There are two types of resolutions that can be put to members to consider and vote on—ordinary resolutions and special resolutions.

For an ordinary resolution to pass, a majority of votes in favour of the resolution is required to pass it (unless your rule book replaces this rule with a different amount).

For a special resolution to pass it requires 75 per cent of the total votes in favour of the resolution (not 75 per cent of all members).

How to count the votes

No matter what voting method you use, the chair of the meeting declares if the resolution is passed or not.

It's the votes for and against a resolution that are counted. You do not count the number of members present that abstained from voting. If your corporation allows proxy votes those in favour and against need to be counted too.

For a vote by show of hands—there’s no need to count every single vote if the outcome is clear. The chair decides if the required number of votes was reached.

For a poll vote—every single vote is accurately counted to work out if the required number of votes was reached. 

Example

For simplicity let's use a corporation that does not allow proxy votes. This corporation has 200 members. Let's say 120 members attend the general meeting. A special resolution is proposed and put to a vote. But 20 members decide not to participate in the vote.

This means 100 members have cast a vote—in other words, there are 100 votes. For the special resolution to pass, at least 75 of those votes need to be in favour of it.

So you see, the 80 members that didn't come to the meeting (and hence didn't vote) are not counted, and the 20 members that did come to the meeting but didn't vote are also not counted.

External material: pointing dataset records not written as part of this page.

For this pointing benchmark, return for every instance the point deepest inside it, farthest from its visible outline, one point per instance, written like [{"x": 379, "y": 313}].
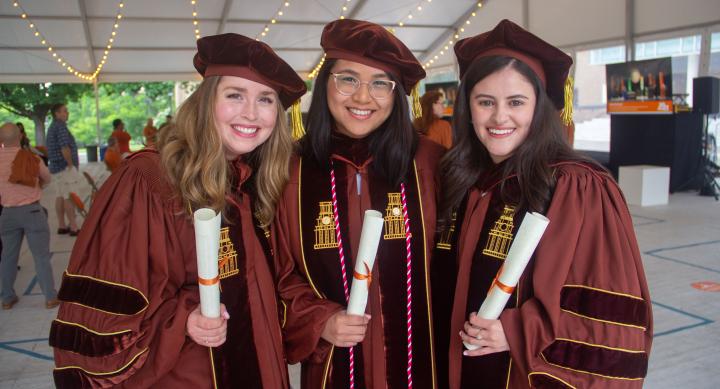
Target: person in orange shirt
[
  {"x": 150, "y": 134},
  {"x": 430, "y": 123},
  {"x": 122, "y": 137},
  {"x": 113, "y": 157}
]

When special resolutions are required

Only certain decisions require members to pass a special resolution, these are:

  • register a new corporation or amalgamate with another corporation
  • change a corporation’s name
  • amend a corporation’s rule book
  • cancel a member’s membership (for certain reasons only)
  • transfer the corporation’s registration to another law
  • wind up a corporation, and decide how to distribute assets in a winding up.